I delayed purchasing the uniform while I tried to lose weight. The loss was minimal. I finally broke down and ordered it.
Everything fit fine except the belt. It was the exact circumference as my waist. I had to order the extra large belt.
While waiting for it to arrive, I decided to work on my waist. The last time I was at the gym was March 2020. This was 14 months later. While I enjoyed sleeping in instead of going to the gym, I was out of shape. I ignored that fact and decided to hit it hard.
I started with push-ups and sit-ups. OK, I cheated on the push-ups. I was on my knees doing push-ups. It was still hard, but I did two sets of 10. I was going to look like Arnold Schwarzenegger in two weeks.
After that, I laid on my back and started to do a sit-up. Forget cheating, I barely got one-fourth of the way up there. It was more of a gut crunch than a sit-up. But I did something, so I was pleased.

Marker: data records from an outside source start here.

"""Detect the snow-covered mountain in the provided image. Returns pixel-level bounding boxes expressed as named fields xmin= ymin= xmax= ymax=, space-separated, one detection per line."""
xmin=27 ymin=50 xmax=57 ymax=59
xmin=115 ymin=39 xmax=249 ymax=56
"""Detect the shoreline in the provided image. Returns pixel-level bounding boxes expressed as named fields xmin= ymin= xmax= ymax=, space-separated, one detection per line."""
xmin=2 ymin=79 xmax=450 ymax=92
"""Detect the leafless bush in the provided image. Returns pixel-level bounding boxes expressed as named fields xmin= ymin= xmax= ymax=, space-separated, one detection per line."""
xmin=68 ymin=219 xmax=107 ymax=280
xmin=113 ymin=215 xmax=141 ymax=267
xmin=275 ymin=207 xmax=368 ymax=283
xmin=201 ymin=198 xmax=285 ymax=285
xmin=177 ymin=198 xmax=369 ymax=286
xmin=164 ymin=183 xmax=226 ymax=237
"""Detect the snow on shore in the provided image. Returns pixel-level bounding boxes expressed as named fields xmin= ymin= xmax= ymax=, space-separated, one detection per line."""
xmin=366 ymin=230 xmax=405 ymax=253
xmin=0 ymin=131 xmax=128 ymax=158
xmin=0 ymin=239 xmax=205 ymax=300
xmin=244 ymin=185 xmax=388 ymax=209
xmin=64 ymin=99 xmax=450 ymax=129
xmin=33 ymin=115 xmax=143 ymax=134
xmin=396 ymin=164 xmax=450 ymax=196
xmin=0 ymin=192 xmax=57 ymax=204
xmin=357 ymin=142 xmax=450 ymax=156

The next morning, I did a rotation of 10 push-ups and then 10 sit-ups. But I would not go part of the way up with the sit-ups. I would go all the way. I used my arms to get momentum and managed to squeak out two sets of 10 sit-ups.
Day three I would not be deterred. Again, I did a rotation of 10 push-ups and 10 sit-ups. This day I would do the sit-ups correctly. I was going to be buff.
Day four did not go the way I expected. Same rotation of 10 push-ups and 10 sit-ups. The latter would be done correctly. There would be no arms to gain momentum. But as I went to do sit-ups, my gut said, “Not today.” It wouldn’t move. It was not just sore. It was screaming: “I don’t care if you want to look like Arnold Schwarzenegger. I am done. I will no longer do sit-ups. I quit.”
After that, I would alternate my routine every other day as I should have done. But my body said, “Too late. I quit.” In fact, I found myself in pain. My core was in pain. My back was screaming. I thought my life was over.
It took several days until my body began to recovery. Tylenol was my friend those days. What did I do?
I acted like an addict. If a little bit is helpful, a lot will be the salvation of this problem. Addictive behavior doesn’t know the balance in the middle. We live in pendulum swings of not working out for 14 months and then throwing the pendulum to the other extreme by making up for that time in four short days. It’s been said that an addict only knows “normal” for the brief second they go from the far left of the pendulum to the far right of it.
Do I need to get in shape? Yes. Do I need to start slowly and work up to where I was before COVD-19? Yes. It’s getting the pendulum in the middle where will I find peace and serenity.
I’ll be back soon. Until then, live well my friend.